The use case is caching 20 million API responses that almost never change, each about 20kb of JSON, for a high traffic site.
Yes, I can pay for a 400Gb RAM instance of Redis, but it's expensive.
I can also cache it on disk, but then I need to think about cache expiration myself.
Or I can use something appropriate like a document database, but then I need additional code & additional configuration because we otherwise don't need that piece of infrastructure in our stack.
It would be a lot easier if I could just store it in Redis with the other (more reasonably sized) things that I need to cache.
In other abuses of SQLite, I wrote a tool [0] that exposes blobs in SQLite via an Amazon S3 API. It doesn't do expiry (but that would be easy enough to add if S3 does it).

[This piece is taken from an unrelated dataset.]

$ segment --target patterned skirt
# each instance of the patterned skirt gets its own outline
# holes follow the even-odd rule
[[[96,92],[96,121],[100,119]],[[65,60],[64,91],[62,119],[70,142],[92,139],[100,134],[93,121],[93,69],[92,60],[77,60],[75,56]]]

We were using it to manage a millions of images for machine learning as many tools support S3 and the ability to add custom metadata to objects is useful (harder with files). It is one SQLite database per bucket but at the bucket level it is transactional.
Redis Data Tiering - Redis Enterprise and AWS Elasticache for Redis support data tiering (using SSD for 80% of the dataset and moving things in and out). On AWS, a cache.r6gd.4xlarge with 100GB of memory can handle 500GB of data.
Local Files
> I can also cache it on disk, but then I need to think about cache expiration myself.
Is the challenge that you need it shared among many machines? On a single machine you can put 20 million files in a directory hierarchy and let the fs cache keep things hot in memory as needed. Or use SQLite which will only load the pages needed for each query and also rely on the fs cache.
S3 - An interesting solution is one of the SQLite S3 VFS's. Those will query S3 fairly efficiently for specific data in a large dataset.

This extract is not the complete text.